The Philadelphia-based biotechnology startup released the results of its clinical trial in a news release, however only included few details. These results seem to show promise from the safety concerns the gene therapy field has faced in previous years. In the late 1990s and early 2000s, gene therapy research came to halt because study participants developed cancer or died after receiving that kind of therapy.
Gene therapy includes injecting genetic material into a person’s cells to treat or prevent certain diseases, according to WSJ. Around the world, gene therapy is picking up. The European Commission approved the Uniqure NV’s Glybera, the western world’s first gene therapy. Glybera is used for the treatment of people with a rare enzyme deficiency.

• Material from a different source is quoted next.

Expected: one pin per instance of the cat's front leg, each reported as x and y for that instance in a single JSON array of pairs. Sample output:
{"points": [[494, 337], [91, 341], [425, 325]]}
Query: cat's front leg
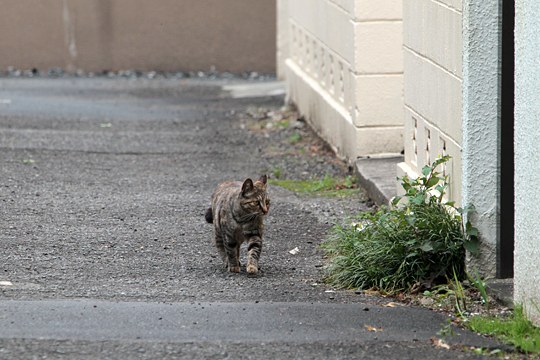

Mutations in a gene known as RPE65 that cause visual impairments such as loss of night- and peripheral-vision to complete blindness are targeted through Spark’s gene therapy. SPK-RPE65, the name for Spark’s therapy, includes a copy of a functional RPE65 gene inside of a type of virus that is stripped of its viral DNA, according to the WSJ. The virus is only the delivery system for the gene when it is injected in the eyes.
The study contained 19 participants with confirmed RPE65 mutations and nine people who did not receive the gene therapy. Participants had to navigate through indoor obstacle courses with various levels of lighting. Researchers videotaped the participants through the course to track their outcomes, according to Spark Chief Executive Jeffrey D. Marrazzo. The functional vision in patients who received the therapy improved after a year of treatment in comparison to the control group. The patients who received the therapy also improved their sensitivity to light in comparison with the control group.
Although there were no serious side effects to the therapy, Spark noted side effects related to the injection of the therapy. Some participants experienced eye inflammation or elevated intraocular pressure, according to the WSJ.
Although the Spark results do not quantify measurable visual improvements in the participants, Debra Thompson, professor of ophthalmology and visual sciences at the University of Michigan’s Kellogg Eye Center, said the study appears to be significant. “Even small gains in visual function can make a huge difference in quality of life,” she said.